On October 19, 2016, on the occasion of their first anniversary in Brussels, the consulting firm Red Flag organized a debate where a number of lobbyists discussed Industry’s role in policymaking. Red Flag presented the findings of their research into lobbyists’ access to policymakers, following the implementation of the new inter-institutional agreement on the Transparency Register.
While celebrating their first year in Brussels, the consulting firm Red Flag, specialized in Strategic Communications and Government & Public Affairs, provided an audience composed mainly of lobbyists with the results of its recently conducted peer-research. They gathered intelligence from the lobbying community on topics including transparency expectations versus realities, the effect of the Transparency Register on lobbying, what exclusion looks like, and finally how industry lobbying compares to NGO lobbying.
These research results served as a trampoline for the debate moderated by James Panichi from MLEX Brussels. The panel was composed of Seamus Conboy, Director of Red Flag, Rui Faria da Cunda, Society of European Affairs Professionals, Daniel Freund, from Transparency International and finally John Collins, from the American Bankers Association.
The research revealed interesting trends. Indeed, “96% said there has been a negative shift in perception of Industry in recent years” while the voice of NGO lobbying is regarded more positively. The push for transparency has emphasized this shift and has also exposed lobbyists’ fear that their access to policymakers will be tougher in the future. Exclusion is also considered.
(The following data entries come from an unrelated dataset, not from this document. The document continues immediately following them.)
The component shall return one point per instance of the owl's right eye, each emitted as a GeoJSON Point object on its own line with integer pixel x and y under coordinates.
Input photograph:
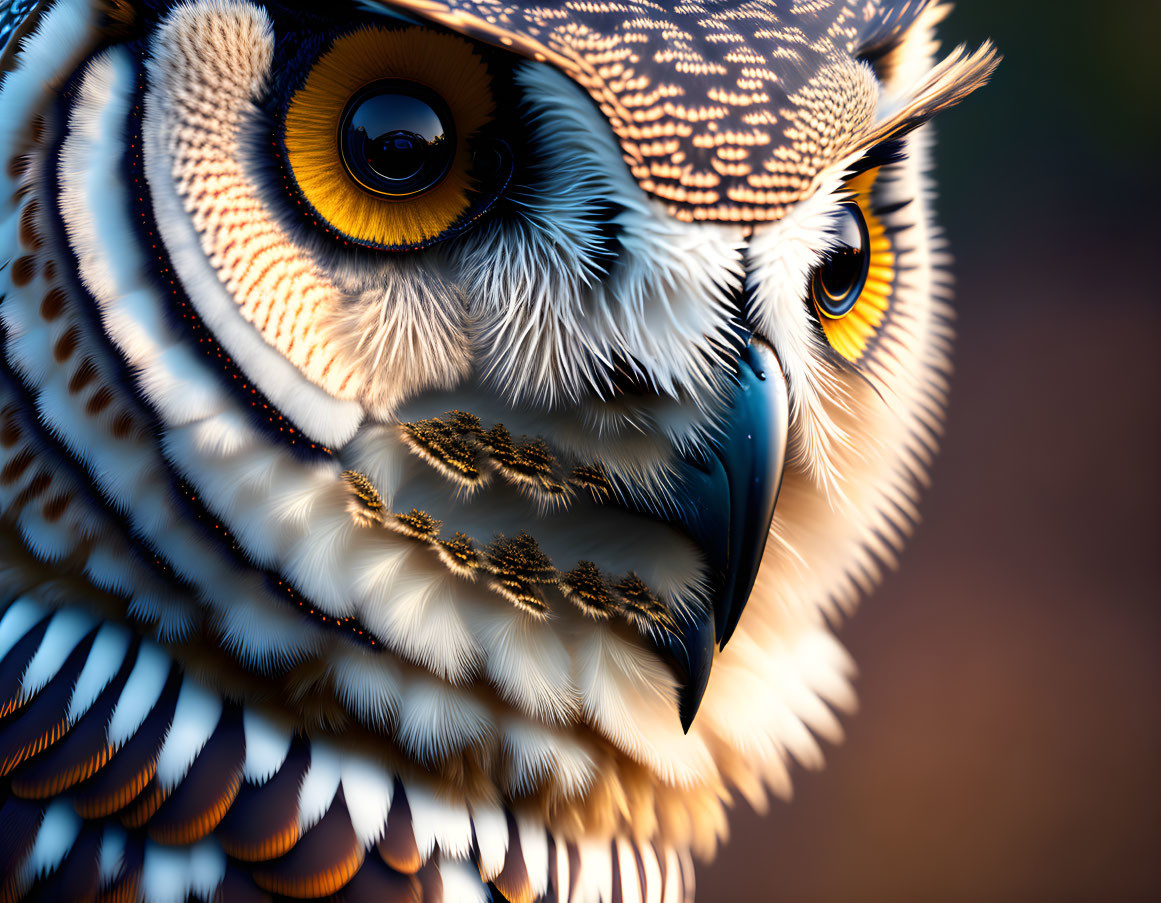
{"type": "Point", "coordinates": [397, 138]}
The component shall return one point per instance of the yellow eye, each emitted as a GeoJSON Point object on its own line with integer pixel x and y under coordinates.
{"type": "Point", "coordinates": [379, 137]}
{"type": "Point", "coordinates": [851, 288]}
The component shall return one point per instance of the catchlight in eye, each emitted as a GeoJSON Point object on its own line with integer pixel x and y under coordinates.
{"type": "Point", "coordinates": [851, 288]}
{"type": "Point", "coordinates": [397, 139]}
{"type": "Point", "coordinates": [838, 280]}
{"type": "Point", "coordinates": [383, 136]}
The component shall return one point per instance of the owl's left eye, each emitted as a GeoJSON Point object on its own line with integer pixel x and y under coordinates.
{"type": "Point", "coordinates": [383, 138]}
{"type": "Point", "coordinates": [838, 280]}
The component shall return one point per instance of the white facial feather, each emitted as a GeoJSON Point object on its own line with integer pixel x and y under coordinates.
{"type": "Point", "coordinates": [521, 320]}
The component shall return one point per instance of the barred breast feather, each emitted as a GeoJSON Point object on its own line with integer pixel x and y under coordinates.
{"type": "Point", "coordinates": [397, 573]}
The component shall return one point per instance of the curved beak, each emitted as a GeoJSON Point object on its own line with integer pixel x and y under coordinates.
{"type": "Point", "coordinates": [727, 497]}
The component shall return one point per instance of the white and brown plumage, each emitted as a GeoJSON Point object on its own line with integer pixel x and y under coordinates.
{"type": "Point", "coordinates": [394, 543]}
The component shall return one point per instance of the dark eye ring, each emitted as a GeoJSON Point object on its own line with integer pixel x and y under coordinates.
{"type": "Point", "coordinates": [838, 280]}
{"type": "Point", "coordinates": [397, 138]}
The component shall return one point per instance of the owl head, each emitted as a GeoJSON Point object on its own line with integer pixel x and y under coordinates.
{"type": "Point", "coordinates": [437, 438]}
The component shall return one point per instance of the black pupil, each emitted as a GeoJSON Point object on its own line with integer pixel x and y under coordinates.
{"type": "Point", "coordinates": [842, 274]}
{"type": "Point", "coordinates": [396, 138]}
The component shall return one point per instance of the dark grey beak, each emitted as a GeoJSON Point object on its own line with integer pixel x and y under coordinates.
{"type": "Point", "coordinates": [726, 504]}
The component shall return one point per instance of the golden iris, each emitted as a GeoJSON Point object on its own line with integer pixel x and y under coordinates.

While accepting the importance of lobbying, Daniel Freund of Transparency International affirmed that ethical lobbying is necessary. This would entail strict adherence to rules including revealing who firms are representing as well as a workable register of lobbyist.
Generally, the debate and the following Q&A session further exposed the difference between perception and reality concerning the access to policymakers by industry on the one hand, and NGOs on the other. While industry may be well-funded and benefit from most of the face-time with policymakers, NGO lobbying is more results-oriented and relies more strongly on social media to affect change.
The debate ended with a consensus: the only way to ensure policymakers do not legislate in a vacuum is to provide them with information issued through ethical lobbying which meets transparency rules that are fair to all.